Шрифт:
Интервал:
Закладка:
Папа наполнил стакан водой из ведра. Вода была холодной, но не прозрачной, она напоминала воду из пруда и точно так же пахла медью. Вода слегка окрасилась из-за содержащихся в ней минералов, в ней плавали какие-то непонятные частички, напоминавшие пылинки, которые кружатся в лучах солнца. Вскоре отцу надоели жалобы Джеммы по поводу вида воды (ведь не она же будет ее пить, так какая разница?), и он перестал использовать прозрачный стакан. Джемма добросовестно приносила маме стакан с водой из колодца, та выпивала его иногда без жалоб, а иногда совсем отказывалась пить, и Джемма выливала его содержимое в окно.
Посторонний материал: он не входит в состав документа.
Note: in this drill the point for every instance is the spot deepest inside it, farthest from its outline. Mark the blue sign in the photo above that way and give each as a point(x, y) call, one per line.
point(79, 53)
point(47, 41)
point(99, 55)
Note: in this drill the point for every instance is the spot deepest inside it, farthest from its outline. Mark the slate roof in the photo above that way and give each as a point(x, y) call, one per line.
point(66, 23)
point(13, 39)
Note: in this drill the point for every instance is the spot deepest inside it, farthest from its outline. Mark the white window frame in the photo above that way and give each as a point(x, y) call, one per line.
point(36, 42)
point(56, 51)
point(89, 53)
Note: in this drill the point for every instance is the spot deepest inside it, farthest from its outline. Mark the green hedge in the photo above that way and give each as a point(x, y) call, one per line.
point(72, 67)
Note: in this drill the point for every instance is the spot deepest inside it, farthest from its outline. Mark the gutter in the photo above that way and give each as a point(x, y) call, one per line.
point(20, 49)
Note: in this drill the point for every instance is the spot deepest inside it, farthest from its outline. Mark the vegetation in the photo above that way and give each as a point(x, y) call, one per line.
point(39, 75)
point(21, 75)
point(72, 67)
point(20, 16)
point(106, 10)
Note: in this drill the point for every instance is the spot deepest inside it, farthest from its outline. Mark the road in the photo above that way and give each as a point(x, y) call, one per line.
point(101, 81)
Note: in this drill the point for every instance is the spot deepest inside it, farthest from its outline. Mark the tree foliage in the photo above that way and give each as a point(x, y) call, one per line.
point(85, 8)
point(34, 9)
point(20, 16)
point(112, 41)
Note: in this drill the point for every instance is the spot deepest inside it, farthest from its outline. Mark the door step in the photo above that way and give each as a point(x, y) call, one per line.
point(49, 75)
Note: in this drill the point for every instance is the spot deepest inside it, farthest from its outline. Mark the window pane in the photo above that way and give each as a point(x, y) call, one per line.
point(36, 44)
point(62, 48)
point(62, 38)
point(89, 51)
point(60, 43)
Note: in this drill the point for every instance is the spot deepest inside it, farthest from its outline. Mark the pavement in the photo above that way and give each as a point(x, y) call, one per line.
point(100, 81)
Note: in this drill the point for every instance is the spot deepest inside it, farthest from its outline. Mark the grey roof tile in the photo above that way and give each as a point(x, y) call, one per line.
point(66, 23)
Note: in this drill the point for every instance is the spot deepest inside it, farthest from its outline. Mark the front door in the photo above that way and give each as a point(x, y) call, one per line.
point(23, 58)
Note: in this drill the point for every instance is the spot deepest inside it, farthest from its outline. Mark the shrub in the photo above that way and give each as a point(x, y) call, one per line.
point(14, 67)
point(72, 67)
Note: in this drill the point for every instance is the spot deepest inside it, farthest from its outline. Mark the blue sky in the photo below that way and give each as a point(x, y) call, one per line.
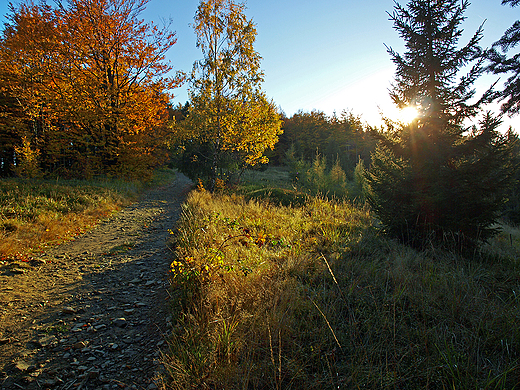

Теплые дневные часы до обеда Джемма проводила на полу в комнате родителей. В ее распоряжении был огромный альбом для рисования – почти в половину ее роста. Она рисовала угольным карандашом маму, растирая тени куском бумажного полотенца или подушечками пальцев. Линии у рисунков выглядели толстыми и неровными. Сами рисунки чем-то напоминали абстракции, но ее мать непременно присутствовала на них. У Джеммы все пальцы, ладони, запястья и руки с тыльной стороны были черными от упрямой угольной пыли, которая не хотела оставаться на бумаге.
То ужасное лето постепенно угасало, как и любое другое лето, и альбом девочки наполнился рисунками матери, которая лежала на кровати в сгущающихся вокруг нее сумерках. На более поздних рисунках мать стала скукоживаться и сжиматься на маленьком островке между похожими на горы складками одеяла. Джемма показывала матери каждый рисунок и, если необходимо, будила ее.
Мать кашляла, иногда так долго и громко, что начинали дрожать стены и половицы. Несмотря на болезнь, внешне Джемма с матерью по-прежнему были очень похожи: темные, почти черные волосы, высокий и широкий, как пшеничное поле, лоб, бледная кожа, становящаяся розовой или красной, если хоть немножко поднималась температура или менялось настроение.
Мама говорила: «Как мило. У моей дочки есть талант». Она повторяла это всякий раз, пока еще могла говорить.
На последнем рисунке Джемма нарисовала маму с красной правой рукой.
Когда мама не болела так сильно (совсем здоровой Джемма ее не помнит), они играли в «Монополию», и одна игра могла длиться месяцами, потому что они освобождали друг друга от арендной платы. Иногда мама водила Джемму в кино посреди рабочей недели, и они сидели в зале совсем одни, а еще она ходила с дочерью в библиотеку и говорила Джемме, что та может взять домой книгу, но только ту, что соответствовала бы определенному признаку, который мама назначала каждый раз (к примеру, обложка должна быть синей или голубой; в названии должны быть слова «трава» или «время»; объем: от 136 до 147 страниц; инициалы автора: М.Л. или Л.М. и так далее); или они играли в футбол на заднем дворе, и мама стояла на воротах, хотя вратарем была никаким и всегда пропускала решающий гол; или Джемма училась заплетать волосы в косу, готовить пиццу или рисовать – такие занятия нравились девочке больше всего, а мама называла этот процесс: «Как научиться строить с помощью линий, фигур и теней».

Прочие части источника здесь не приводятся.